Nella carta si può vedere l’esteso complesso nucleare iraniano. Ciò non basta però a indicare che Teheran abbia un programma nucleare militare, in quanto ogni paese nucleare dispone di un simile complesso o di una parte di esso. Ad esempio nel dicembre 2023 si contavano nel mondo 437 reattori nucleari, operanti in 32 nazioni in 4 diversi continenti.
Carta di Laura Canali – 2024
Ad oggi, l’Agenzia internazionale per l’energia atomica (Aiea), organizzazione intergovernativa di natura scientifico-tecnologica, autonoma per statuto in quanto parte della famiglia delle Nazioni Unite, non ha ancora scoperto alcuna smoking gun che denoti l’esistenza di un programma nucleare militare in Iran. Ma i sistemi di verifica e controllo dell’Aiea non possono garantire al 100% lo scopo esclusivamente pacifico di tale programma.
In Israele, così come negli Usa, cresce il timore della propria vulnerabilità strategica nel caso in cui le minacce da parte di gruppi terroristici quali Hezbollah, Hamas e Huthi non dovessero essere eliminate totalmente.
Inoltre gli impianti di arricchimento dell’uranio al livello bombabile a Natanz e a Fordow, cioè con arricchimento al 90% dell’isotopo uranio 235, si trovano nel sottosuolo e sono difesi da sistemi missilistici antiaerei russi S300. Quindi la vera domanda concernente il vantaggio strategico di Israele si riduce a chiedersi se sia possibile distruggere questi impianti.
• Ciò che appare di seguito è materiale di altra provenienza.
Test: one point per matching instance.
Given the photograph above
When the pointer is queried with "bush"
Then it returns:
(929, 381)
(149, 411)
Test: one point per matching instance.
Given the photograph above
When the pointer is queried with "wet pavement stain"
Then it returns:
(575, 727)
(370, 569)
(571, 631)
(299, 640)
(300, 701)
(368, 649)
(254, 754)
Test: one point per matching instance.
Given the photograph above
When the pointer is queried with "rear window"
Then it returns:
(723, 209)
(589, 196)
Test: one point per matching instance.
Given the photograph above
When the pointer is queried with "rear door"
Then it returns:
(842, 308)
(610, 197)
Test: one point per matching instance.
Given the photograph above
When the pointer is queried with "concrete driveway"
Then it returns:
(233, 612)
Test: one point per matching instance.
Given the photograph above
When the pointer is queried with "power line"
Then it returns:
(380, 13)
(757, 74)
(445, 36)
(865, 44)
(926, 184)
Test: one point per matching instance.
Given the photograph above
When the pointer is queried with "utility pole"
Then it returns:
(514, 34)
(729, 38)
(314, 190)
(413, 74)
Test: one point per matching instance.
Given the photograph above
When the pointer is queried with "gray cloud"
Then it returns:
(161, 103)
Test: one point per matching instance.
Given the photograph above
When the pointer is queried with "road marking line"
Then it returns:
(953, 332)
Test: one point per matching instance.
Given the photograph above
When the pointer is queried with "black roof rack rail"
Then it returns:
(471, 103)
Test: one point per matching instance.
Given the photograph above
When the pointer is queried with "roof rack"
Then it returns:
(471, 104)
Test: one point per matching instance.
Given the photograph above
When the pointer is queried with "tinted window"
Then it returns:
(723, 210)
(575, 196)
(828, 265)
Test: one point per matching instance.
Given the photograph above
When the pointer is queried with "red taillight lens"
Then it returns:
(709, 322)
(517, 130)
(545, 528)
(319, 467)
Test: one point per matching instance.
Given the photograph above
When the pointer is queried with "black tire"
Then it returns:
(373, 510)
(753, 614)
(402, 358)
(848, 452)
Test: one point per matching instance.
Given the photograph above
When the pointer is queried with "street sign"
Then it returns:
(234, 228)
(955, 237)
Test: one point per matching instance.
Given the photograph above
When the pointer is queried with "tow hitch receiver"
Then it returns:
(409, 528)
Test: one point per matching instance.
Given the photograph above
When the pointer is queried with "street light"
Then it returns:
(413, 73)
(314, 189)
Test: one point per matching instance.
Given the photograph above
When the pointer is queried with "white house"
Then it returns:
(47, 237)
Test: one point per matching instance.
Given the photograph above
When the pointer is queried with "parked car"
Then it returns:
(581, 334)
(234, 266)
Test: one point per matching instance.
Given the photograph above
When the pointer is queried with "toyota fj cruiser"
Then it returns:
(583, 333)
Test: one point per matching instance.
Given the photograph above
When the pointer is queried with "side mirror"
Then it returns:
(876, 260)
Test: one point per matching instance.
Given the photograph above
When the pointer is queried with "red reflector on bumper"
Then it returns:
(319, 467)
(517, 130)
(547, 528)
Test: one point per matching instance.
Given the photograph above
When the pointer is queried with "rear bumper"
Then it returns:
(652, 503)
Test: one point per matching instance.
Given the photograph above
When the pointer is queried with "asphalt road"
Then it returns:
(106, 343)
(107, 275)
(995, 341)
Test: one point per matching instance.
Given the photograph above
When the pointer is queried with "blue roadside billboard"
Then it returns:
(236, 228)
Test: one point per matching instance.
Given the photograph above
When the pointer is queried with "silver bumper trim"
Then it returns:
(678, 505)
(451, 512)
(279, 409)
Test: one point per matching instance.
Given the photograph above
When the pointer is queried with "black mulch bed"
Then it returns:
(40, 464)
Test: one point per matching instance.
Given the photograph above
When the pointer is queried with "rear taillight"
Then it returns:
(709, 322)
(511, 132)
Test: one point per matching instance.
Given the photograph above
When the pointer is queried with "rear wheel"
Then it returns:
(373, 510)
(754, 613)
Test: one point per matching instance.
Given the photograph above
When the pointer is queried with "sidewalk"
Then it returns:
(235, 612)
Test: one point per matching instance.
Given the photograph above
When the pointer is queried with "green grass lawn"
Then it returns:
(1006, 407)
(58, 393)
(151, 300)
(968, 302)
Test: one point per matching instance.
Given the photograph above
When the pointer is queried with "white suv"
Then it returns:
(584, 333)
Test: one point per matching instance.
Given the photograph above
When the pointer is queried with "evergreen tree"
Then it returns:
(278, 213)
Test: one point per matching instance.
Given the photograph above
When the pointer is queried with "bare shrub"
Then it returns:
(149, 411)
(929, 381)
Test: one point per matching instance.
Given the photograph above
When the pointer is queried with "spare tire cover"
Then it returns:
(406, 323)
Si presuppone che il tempo di break out per produrre il materiale fissile per una bomba atomica da parte dell’Iran sia di una, massimo due settimane. A partire da oggi la Repubblica Islamica potrebbe avere un quantitativo di uranio 235 per costruire una bomba atomica in un tempo relativamente breve, anche se ciò non dovesse implicare l’ottenimento di un ordigno performante.
È noto che per una bomba atomica con uranio 235 non sono necessari test, poiché un ordigno simile “esplode sempre”, anche se il suo effetto distruttivo potrebbe essere inferiore a quello ottenuto nelle simulazioni numeriche.
Carta di Laura Canali – 2012
Nonostante questi potenziali problemi è opinione diffusa che il rischio esistenziale per Israele sia troppo alto, per cui l’unica opzione possibile è il raid aereo contro gli impianti di arricchimento di Natanz e Fordow, probabilmente preparati da atti di sabotaggio cibernetico come quello del 2021 messo a segno dagli Usa e da Israele tramite il cosiddetto computer virus Stuxnet, che distrusse circa un quinto delle centrifughe di Natanz.
Il pericolo prodotto dall’attacco a un impianto di arricchimento dell’uranio è soprattutto chimico, oltre che radiologico. L’uranio è un metallo pesante e quindi non si disperde nell’atmosfera. Le conseguenze più gravi deriverebbero dalla distruzione degli impianti di gassificazione dell’uranio naturale.
Riteniamo che l’attacco militare agli impianti di Fordow e Natanz sarà un’opzione inevitabile per Israele se i bombardamenti da parte di Teheran continueranno e se non si arriverà a una svolta positiva, significativa e verificabile nei negoziati sul nucleare.